I reached out and took her hand. Her skin was soft, but the muscle underneath was like braided steel wire.

"But honestly?" I looked her in the eye. "I'm not sure I want to fix it yet. That mass gives you kinetic energy that a skinny assassin would kill for. If you put your shoulder into a door, you wouldn't just open it; you'd disintegrate it."

A flush of color rose in her pale cheeks. It wasn't shame. It was the shock of being seen.

"You... you do not find me repulsive?" she whispered.

"I find you aerodynamic," I lied—well, partially. "I find you efficient. And in the North, efficiency is the only beauty that matters."

I turned to Corvin, who was looking at us with confusion. He couldn't understand why I wasn't recoiling in disgust.

"Advisor," I said, my voice sharp. "Load the Princess's luggage. Treat it with care. If a single trunk is scratched, I will have my wife punch a hole in your head."
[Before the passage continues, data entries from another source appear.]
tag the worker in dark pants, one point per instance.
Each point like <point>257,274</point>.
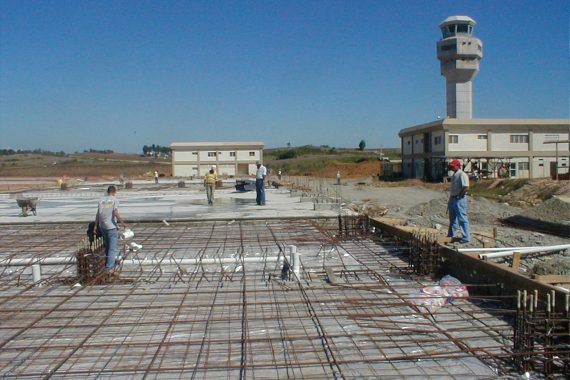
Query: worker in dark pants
<point>260,176</point>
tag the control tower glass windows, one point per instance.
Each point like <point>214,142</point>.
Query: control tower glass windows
<point>462,28</point>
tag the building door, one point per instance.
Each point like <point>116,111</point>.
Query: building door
<point>512,170</point>
<point>243,169</point>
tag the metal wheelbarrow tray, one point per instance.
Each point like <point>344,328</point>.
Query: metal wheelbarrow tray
<point>27,205</point>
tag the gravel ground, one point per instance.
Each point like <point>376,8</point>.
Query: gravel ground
<point>419,206</point>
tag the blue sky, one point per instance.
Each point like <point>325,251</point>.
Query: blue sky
<point>76,75</point>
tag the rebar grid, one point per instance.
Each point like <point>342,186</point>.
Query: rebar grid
<point>238,319</point>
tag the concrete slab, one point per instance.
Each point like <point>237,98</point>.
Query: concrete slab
<point>154,203</point>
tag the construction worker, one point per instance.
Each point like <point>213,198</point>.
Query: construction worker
<point>210,183</point>
<point>260,175</point>
<point>107,219</point>
<point>457,204</point>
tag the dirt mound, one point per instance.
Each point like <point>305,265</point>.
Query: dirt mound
<point>347,170</point>
<point>555,210</point>
<point>535,191</point>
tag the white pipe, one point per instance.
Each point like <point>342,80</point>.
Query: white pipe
<point>224,260</point>
<point>294,260</point>
<point>144,262</point>
<point>518,249</point>
<point>552,248</point>
<point>36,273</point>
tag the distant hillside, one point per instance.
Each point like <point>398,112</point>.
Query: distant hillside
<point>324,161</point>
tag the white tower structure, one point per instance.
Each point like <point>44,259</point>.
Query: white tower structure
<point>459,53</point>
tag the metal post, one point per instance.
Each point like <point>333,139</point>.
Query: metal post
<point>36,273</point>
<point>294,260</point>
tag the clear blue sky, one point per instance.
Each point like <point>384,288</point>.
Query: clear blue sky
<point>117,75</point>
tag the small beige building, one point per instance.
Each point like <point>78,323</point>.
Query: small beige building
<point>515,148</point>
<point>230,158</point>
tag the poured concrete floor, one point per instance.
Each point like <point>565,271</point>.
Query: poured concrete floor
<point>238,318</point>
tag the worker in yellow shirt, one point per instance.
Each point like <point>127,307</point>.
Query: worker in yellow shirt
<point>210,182</point>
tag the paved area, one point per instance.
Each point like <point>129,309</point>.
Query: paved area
<point>151,202</point>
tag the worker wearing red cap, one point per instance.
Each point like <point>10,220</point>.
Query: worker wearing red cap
<point>457,204</point>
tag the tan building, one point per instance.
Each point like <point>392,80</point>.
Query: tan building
<point>230,158</point>
<point>517,148</point>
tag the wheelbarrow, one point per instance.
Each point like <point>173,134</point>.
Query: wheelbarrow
<point>28,205</point>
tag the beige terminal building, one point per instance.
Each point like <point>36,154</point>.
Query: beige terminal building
<point>515,148</point>
<point>230,158</point>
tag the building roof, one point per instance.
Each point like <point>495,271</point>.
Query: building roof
<point>449,123</point>
<point>216,144</point>
<point>457,20</point>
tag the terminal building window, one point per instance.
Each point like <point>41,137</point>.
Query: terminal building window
<point>519,139</point>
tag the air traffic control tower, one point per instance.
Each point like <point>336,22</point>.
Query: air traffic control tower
<point>459,53</point>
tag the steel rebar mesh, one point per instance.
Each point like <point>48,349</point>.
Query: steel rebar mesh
<point>235,317</point>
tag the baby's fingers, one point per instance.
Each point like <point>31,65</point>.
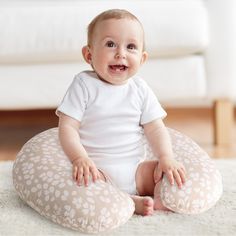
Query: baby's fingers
<point>74,174</point>
<point>177,177</point>
<point>170,177</point>
<point>86,176</point>
<point>94,173</point>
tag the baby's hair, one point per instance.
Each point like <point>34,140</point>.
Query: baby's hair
<point>110,14</point>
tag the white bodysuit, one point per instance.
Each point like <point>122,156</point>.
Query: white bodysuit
<point>111,119</point>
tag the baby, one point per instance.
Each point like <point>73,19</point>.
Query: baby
<point>106,112</point>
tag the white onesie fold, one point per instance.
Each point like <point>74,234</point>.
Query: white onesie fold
<point>111,119</point>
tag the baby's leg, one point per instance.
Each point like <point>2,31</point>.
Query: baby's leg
<point>143,205</point>
<point>157,198</point>
<point>146,185</point>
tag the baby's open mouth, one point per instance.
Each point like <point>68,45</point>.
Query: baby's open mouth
<point>118,67</point>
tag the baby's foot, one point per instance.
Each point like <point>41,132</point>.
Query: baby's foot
<point>143,205</point>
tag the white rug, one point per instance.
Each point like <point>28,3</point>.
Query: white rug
<point>18,219</point>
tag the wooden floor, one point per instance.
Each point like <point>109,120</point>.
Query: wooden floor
<point>19,126</point>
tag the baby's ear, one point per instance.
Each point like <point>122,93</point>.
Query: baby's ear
<point>86,54</point>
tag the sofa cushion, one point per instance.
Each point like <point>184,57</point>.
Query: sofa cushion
<point>55,31</point>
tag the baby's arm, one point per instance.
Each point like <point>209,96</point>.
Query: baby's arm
<point>69,137</point>
<point>160,142</point>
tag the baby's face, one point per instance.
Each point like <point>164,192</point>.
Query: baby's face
<point>117,50</point>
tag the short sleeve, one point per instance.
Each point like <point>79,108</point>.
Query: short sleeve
<point>75,100</point>
<point>151,108</point>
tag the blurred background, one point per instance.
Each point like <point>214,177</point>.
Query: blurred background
<point>191,66</point>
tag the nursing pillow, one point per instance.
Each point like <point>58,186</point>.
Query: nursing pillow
<point>203,186</point>
<point>42,176</point>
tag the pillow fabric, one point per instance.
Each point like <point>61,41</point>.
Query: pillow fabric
<point>42,176</point>
<point>203,186</point>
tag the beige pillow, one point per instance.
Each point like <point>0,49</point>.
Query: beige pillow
<point>203,187</point>
<point>42,177</point>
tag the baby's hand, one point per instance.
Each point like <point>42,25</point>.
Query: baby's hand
<point>173,169</point>
<point>82,169</point>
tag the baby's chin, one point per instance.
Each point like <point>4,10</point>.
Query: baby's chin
<point>113,79</point>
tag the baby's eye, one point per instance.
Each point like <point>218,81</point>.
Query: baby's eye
<point>131,46</point>
<point>110,44</point>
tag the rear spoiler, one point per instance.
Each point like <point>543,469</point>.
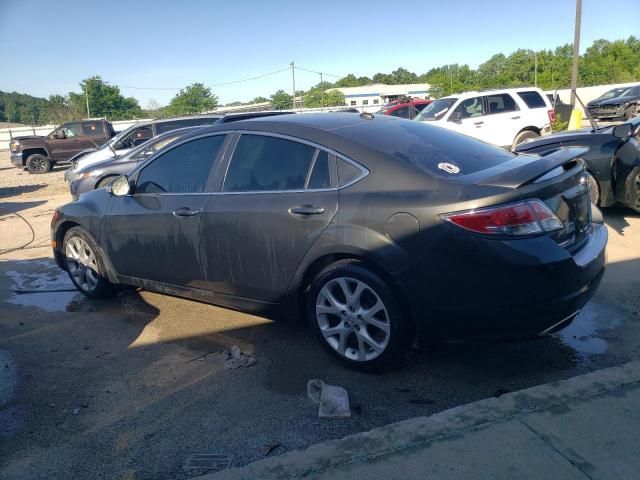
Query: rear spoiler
<point>527,168</point>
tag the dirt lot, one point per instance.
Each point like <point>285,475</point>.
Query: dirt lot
<point>131,387</point>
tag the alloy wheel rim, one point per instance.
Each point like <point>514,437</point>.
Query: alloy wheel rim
<point>38,164</point>
<point>82,264</point>
<point>353,319</point>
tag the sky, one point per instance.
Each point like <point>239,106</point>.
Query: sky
<point>49,47</point>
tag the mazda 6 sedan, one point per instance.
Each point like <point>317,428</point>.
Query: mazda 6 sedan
<point>375,228</point>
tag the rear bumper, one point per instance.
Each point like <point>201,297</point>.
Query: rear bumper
<point>16,159</point>
<point>476,287</point>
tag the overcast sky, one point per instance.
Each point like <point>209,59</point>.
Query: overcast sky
<point>48,47</point>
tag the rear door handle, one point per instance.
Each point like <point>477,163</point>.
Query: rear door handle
<point>185,212</point>
<point>306,210</point>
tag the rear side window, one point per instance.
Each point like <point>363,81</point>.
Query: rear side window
<point>425,147</point>
<point>93,129</point>
<point>533,99</point>
<point>183,169</point>
<point>501,103</point>
<point>320,176</point>
<point>262,163</point>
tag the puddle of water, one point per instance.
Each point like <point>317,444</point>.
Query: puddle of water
<point>582,334</point>
<point>49,277</point>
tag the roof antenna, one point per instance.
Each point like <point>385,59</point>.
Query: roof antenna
<point>593,123</point>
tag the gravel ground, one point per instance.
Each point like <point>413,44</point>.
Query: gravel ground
<point>14,181</point>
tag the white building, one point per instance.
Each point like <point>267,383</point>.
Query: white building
<point>379,93</point>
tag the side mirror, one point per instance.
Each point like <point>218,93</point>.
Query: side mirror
<point>456,117</point>
<point>624,130</point>
<point>120,186</point>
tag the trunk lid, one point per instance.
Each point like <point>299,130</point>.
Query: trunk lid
<point>558,179</point>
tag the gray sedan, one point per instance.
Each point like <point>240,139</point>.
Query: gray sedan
<point>374,228</point>
<point>99,175</point>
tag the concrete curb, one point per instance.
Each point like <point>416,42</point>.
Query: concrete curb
<point>421,431</point>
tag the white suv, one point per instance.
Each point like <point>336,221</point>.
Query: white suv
<point>503,117</point>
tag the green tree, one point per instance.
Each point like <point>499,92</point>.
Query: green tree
<point>281,100</point>
<point>195,98</point>
<point>104,100</point>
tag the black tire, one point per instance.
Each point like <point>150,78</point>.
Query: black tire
<point>523,137</point>
<point>93,284</point>
<point>105,181</point>
<point>594,189</point>
<point>38,163</point>
<point>392,317</point>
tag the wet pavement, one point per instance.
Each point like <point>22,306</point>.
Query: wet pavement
<point>133,387</point>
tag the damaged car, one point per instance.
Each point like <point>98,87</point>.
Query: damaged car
<point>376,229</point>
<point>612,161</point>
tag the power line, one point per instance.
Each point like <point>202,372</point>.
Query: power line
<point>318,73</point>
<point>213,84</point>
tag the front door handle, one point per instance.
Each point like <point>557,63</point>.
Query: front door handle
<point>185,212</point>
<point>306,210</point>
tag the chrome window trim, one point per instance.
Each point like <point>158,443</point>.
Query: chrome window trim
<point>364,170</point>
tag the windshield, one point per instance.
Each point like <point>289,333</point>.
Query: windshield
<point>631,92</point>
<point>436,109</point>
<point>611,93</point>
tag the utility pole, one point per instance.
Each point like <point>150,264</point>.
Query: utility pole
<point>86,95</point>
<point>576,53</point>
<point>293,78</point>
<point>322,92</point>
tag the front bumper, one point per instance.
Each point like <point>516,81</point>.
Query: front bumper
<point>16,159</point>
<point>471,286</point>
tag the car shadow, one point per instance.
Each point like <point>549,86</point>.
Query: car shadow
<point>143,369</point>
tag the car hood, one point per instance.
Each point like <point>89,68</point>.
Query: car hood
<point>615,101</point>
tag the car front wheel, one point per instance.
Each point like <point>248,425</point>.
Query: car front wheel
<point>38,163</point>
<point>85,265</point>
<point>356,316</point>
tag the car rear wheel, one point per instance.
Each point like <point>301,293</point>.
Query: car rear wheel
<point>85,265</point>
<point>38,163</point>
<point>356,316</point>
<point>524,136</point>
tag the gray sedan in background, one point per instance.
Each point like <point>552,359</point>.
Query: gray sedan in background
<point>374,228</point>
<point>101,174</point>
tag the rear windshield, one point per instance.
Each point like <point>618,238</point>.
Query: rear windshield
<point>533,99</point>
<point>431,149</point>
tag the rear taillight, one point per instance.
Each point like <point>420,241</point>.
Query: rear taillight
<point>531,217</point>
<point>54,218</point>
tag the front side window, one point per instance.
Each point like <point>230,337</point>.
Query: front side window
<point>469,108</point>
<point>501,103</point>
<point>93,129</point>
<point>533,99</point>
<point>263,164</point>
<point>183,169</point>
<point>70,129</point>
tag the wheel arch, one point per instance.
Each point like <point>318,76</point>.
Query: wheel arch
<point>303,285</point>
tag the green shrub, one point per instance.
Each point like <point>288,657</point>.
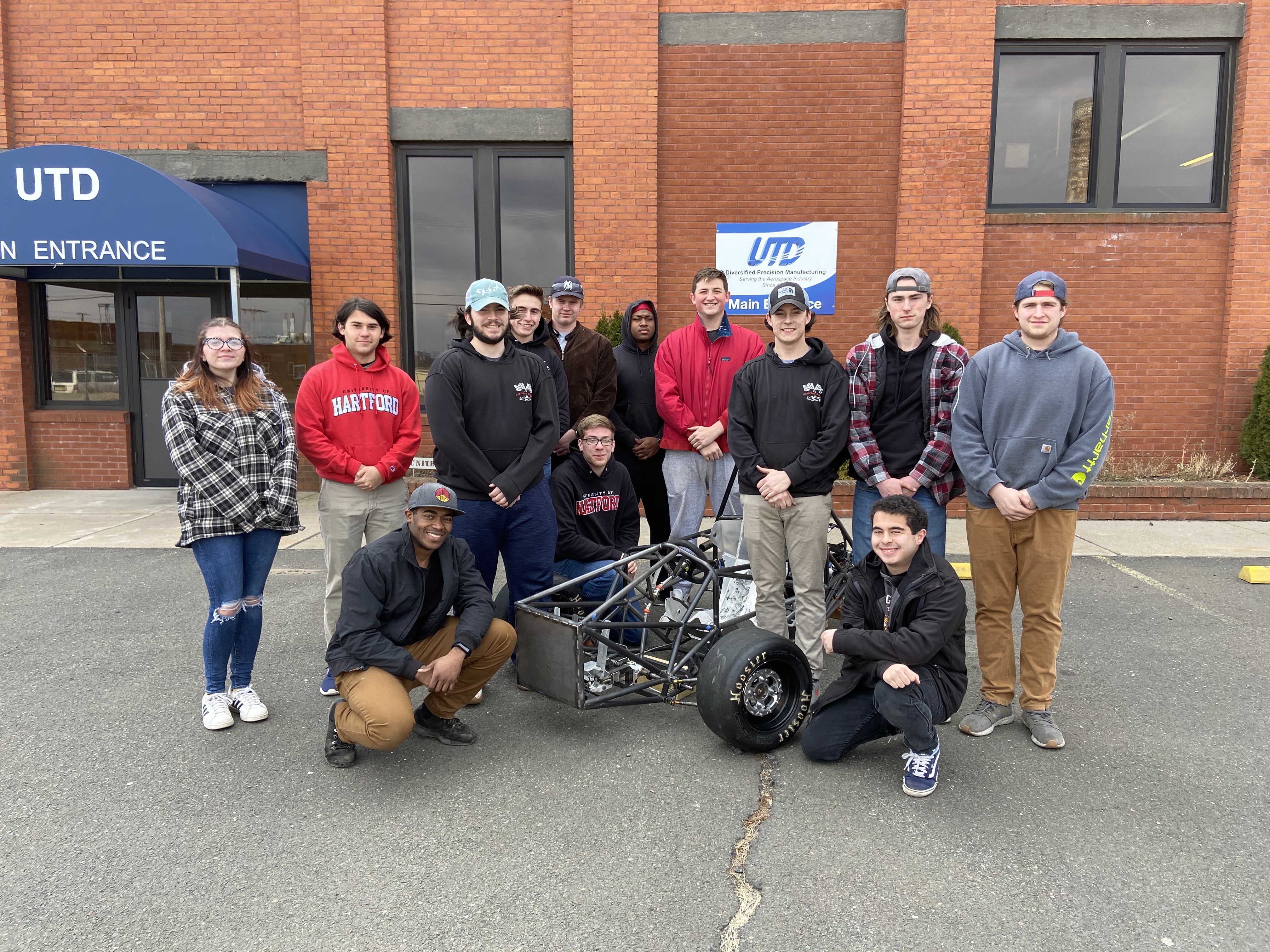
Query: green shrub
<point>1255,440</point>
<point>611,327</point>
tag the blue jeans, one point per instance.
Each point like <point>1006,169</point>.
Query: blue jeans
<point>525,535</point>
<point>861,520</point>
<point>598,591</point>
<point>868,714</point>
<point>235,569</point>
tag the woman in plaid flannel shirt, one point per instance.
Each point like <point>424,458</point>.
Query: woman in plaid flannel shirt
<point>232,441</point>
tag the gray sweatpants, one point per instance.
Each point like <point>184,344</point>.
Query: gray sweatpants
<point>346,514</point>
<point>799,535</point>
<point>689,478</point>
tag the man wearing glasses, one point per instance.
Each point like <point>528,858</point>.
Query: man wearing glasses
<point>598,511</point>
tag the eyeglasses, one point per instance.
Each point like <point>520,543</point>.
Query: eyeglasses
<point>232,343</point>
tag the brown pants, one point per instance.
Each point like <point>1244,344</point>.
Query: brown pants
<point>1029,558</point>
<point>379,714</point>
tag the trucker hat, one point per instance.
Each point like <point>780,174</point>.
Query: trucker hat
<point>484,292</point>
<point>788,294</point>
<point>433,496</point>
<point>567,285</point>
<point>923,279</point>
<point>1028,286</point>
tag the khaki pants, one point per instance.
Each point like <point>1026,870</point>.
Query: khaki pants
<point>1029,558</point>
<point>801,535</point>
<point>379,714</point>
<point>346,514</point>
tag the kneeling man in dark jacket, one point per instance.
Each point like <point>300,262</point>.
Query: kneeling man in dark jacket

Elara's eyes went wide. Then, the corner of her mouth twitched. She giggled, her chest rising and falling for the first time. A spark of dark humor.

"I would be happy to, Husband," she said, her voice dropping an octave into a dangerous purr.

Corvin paled, looking at the sheer mass of her. He cleared his throat nervously. "Yes... well. The caravan is ready. Go and die in the snow, Valian."

"We're burning daylight," I said to Elara, offering her my arm.

She looked at my arm, then at my face. For the first time in years, she didn't look at the ground. She took my arm. Her grip was firm, grounding.

"You are a strange man, Valian," she murmured as we walked toward the lead wagon. "You have black teeth and You talk of utility when looking at a bride."

"I'm an engineer, Elara," I said, helping her up into the wagon seat—the springs groaned, but she settled with a grace that defied gravity. "I don't care about the packaging. I care about the payload. And I think you're the most elegant weapon in this convoy."

She looked at me, and under the layers of fat and grey wool, I saw the real woman. She wasn't just a political pawn. She was a coiled spring waiting to snap.

"Just give me a target," she whispered, a dangerous smile touching her lips.

"Patience," I patted her hand.

I leaned out of the wagon and snapped my fingers at Giles, who was hovering nervously by the rear wheel with his ledger.

"Administrator," I barked. "Before we clear the city limits, I have a final procurement order. It is priority alpha."

Giles stiffened, readying his quill. "We are already heavy, My Lord. What could we possibly need?"

"Biomass and caloric density," I said. "I need fifty domestic rabbits. Ten males, forty females. Ensure they are of breeding age. Do not bring me kits."

Giles blinked, his quill pausing over the parchment. "Rabbits, My Lord?"

"And potatoes," I continued, ignoring his confusion. "As many sacks as you can source. Furthermore, go to the grain merchants. I don't want wheat. I want seeds for the most invasive, aggressive grass they have—the kind that farmers hate because it doesn't die in winter and chokes out everything else."

Giles looked at me with a strange, twisted expression, as if trying to decide if I was a genius or a lunatic. "Weeds, Your Grace? And rabbits? How can we possibly take all of that with us? The wains are packed to the brim."

"Buy another cart," I ordered simply. "Rabbits are a self-replicating meat engine with a thirty-day production cycle. Potatoes are the most efficient caloric storage unit in nature. And the grass is fodder. We are building a biological ecosystem, Giles, not just a castle."

I paused, adding one final item. "Also, find me a herbalist. Offer them double the standard rate to join the convoy."

"A... herbalist?" Giles asked weakly. "Would a Healing Mage not be—"

"Healing mages are national treasures," I cut him off. " The Crown wouldn't give me one even if I was dying. I need practical chemistry. Find someone who knows roots, mosses, and extraction. Go."

Giles sighed, the weight of his new reality settling on his shoulders, but he bowed. "As you command, My Lord."

"We have one more stop. We need to pick up the battery."

"The battery?"

"The Magnetic Girl," I grinned, my black teeth flashing. "We're going to the smithy."